Intervista al docente di Digitalizzazione e giustizia penale alla Luiss, rappresentante italiano presso la Cepej
“La pandemia da Covid-19 sta mettendo a dura prova la tenuta di diversi settori della società civile e dei servizi alle persone, soprattutto quelli della pubblica amministrazione dove tradizionalmente sono più limitati gli investimenti e sono più lenti i tempi di reazione al cambiamento. L’amministrazione della giustizia con la sua complessità e molteplicità di settori - giustizia civile, processo penale, amministrazione penitenziaria, etc - ha mostrato una capacità di adeguamento alla nuova realtà variabile a seconda degli ambiti, dipendente dal grado di informatizzazione raggiunto da ciascun comparto prima dell’inizio della pandemia”. A dirlo in un’intervista all’Adnkronos/Labitalia Fabio Bartolomeo, già direttore generale di statistica e analisi organizzativa, rappresentante italiano presso la Cepej (Commissione per l'efficienza della giustizia del Consiglio d'Europa) e docente di Digitalizzazione e giustizia penale alla Luiss.
“Durante i lunghi periodi di lockdown - fa notare - sia le società private che quelle pubbliche hanno dovuto ripensare i propri processi per dare continuità alle operazioni e ai servizi. E tuttavia, se per alcuni operatori, purtroppo, le conseguenze dell’emergenza sanitaria sono state un ostacolo impossibile da superare, per altri, quelle stesse conseguenze sono state l’opportunità per far spiccare un salto di qualità ai propri processi organizzativi, puntando seriamente e concretamente verso la digitalizzazione”.
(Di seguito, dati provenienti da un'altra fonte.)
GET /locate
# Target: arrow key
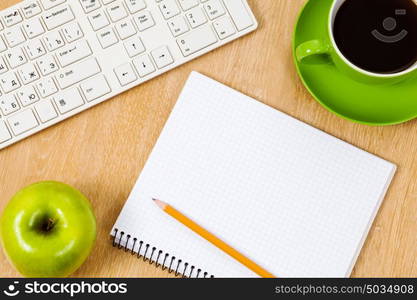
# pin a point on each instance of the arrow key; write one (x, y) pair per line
(162, 57)
(125, 74)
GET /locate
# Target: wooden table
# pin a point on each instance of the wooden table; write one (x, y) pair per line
(102, 151)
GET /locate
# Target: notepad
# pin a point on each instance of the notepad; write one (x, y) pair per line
(292, 198)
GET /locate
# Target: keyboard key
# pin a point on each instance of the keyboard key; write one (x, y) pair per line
(125, 74)
(57, 17)
(12, 17)
(68, 100)
(4, 133)
(169, 8)
(187, 4)
(144, 65)
(224, 27)
(3, 67)
(14, 36)
(214, 9)
(31, 9)
(107, 38)
(196, 40)
(135, 5)
(3, 46)
(8, 104)
(28, 73)
(196, 17)
(117, 11)
(178, 26)
(98, 20)
(77, 73)
(144, 20)
(47, 65)
(46, 111)
(53, 40)
(35, 49)
(125, 29)
(27, 95)
(47, 4)
(46, 87)
(134, 47)
(15, 57)
(9, 82)
(73, 53)
(162, 57)
(22, 122)
(33, 28)
(72, 32)
(239, 14)
(95, 88)
(90, 5)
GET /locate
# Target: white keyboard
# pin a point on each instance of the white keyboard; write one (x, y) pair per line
(60, 57)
“Ad esempio - spiega - ha retto bene il settore civile grazie al buon funzionamento del Pct (processo civile telematico), del registro informatizzato Sicid (sistema informatico contenzioso civile distrettuale) e delle statistiche giudiziarie, mentre ha sofferto, sul piano tecnico, il processo penale che tuttavia comincia a dare segnali incoraggianti grazie alla recente introduzione di funzionalità di notifica e trasmissione di atti nella fase processuale (portale dei servizi telematici)”.
“Per colmare il gap tecnologico - suggerisce Fabio Bartolomeo - rispetto ai comparti più informatizzati della società, la giustizia deve intervenire anche sullo sviluppo di altri fattori della sua organizzazione, in particolare sulle risorse umane e sulla loro formazione. Si tratta di agire sia sul personale alle dirette dipendenze dello Stato, giudici e personale amministrativo, sia sugli altri stakeholder che ruotano attorno al mondo giustizia, quali gli avvocati, utenti e altri professionisti”.
“Infatti - sottolinea - la digitalizzazione delle attività necessita, oltre che di investimenti in strumenti e tecnologie, anche dello sviluppo della componente umana soprattutto nel mondo della giustizia in cui è forte la reazione al cambiamento, con una difficile conciliabilità di strumenti e abitudini tradizionali con tecnologie innovative e modalità di lavoro flessibili. Serve uno scatto in avanti rispetto a procedure che rimangono ancorate alla presenza fisica, alla documentazione stampata (ancora alcune sentenze vengono scritte a mano) e a un processo penale fondato sulla oralità”.
“Occorre dunque lavorare - auspica - nella direzione in cui si stanno muovendo i sistemi giudiziari più evoluti e innovativi che prevedono l’uso diffuso di strumenti di comunicazione e videconferenza a distanza, l’abbandono (quasi) totale della carta, la registrazione per successiva riproduzione audio/video delle udienze e delle deposizioni, l’utilizzo della intelligenza artificiale”.
“Nel 2010 ho avuto l’opportunità di offrire un contributo alla digitalizzazione del settore statistico dell’amministrazione della giustizia lavorando alla realizzazione del sistema di Data warehouse della giustizia civile (Dwgc). Prima di questo sistema, le statistiche ministeriali si basavano sulla raccolta di dati aggregati a livello di singolo ufficio, talvolta in formato cartaceo e con modalità di calcolo e raccolta disomogenee. Quando è stato avviato questo programma il ministero riceveva mensilmente e trimestralmente questionari numerici ed estrazioni statistiche da registri locali da oltre 2.000 uffici giudiziari”, ricorda.
“Il principio di funzionamento del Dwgc - spiega - è molto semplice: invece di chiedere agli uffici giudiziari di estrarre i dati, classificarli e inviarli al ministero, il nuovo sistema attinge direttamente dai registri informatizzati, con criteri omogenei e metodologie concordate, i dati necessari a misurare i flussi e la performance della giustizia, con una granularità di analisi che arriva in profondità, fino al livello di singolo ufficio del giudice di pace, di sezione di tribunale e di corte di appello”.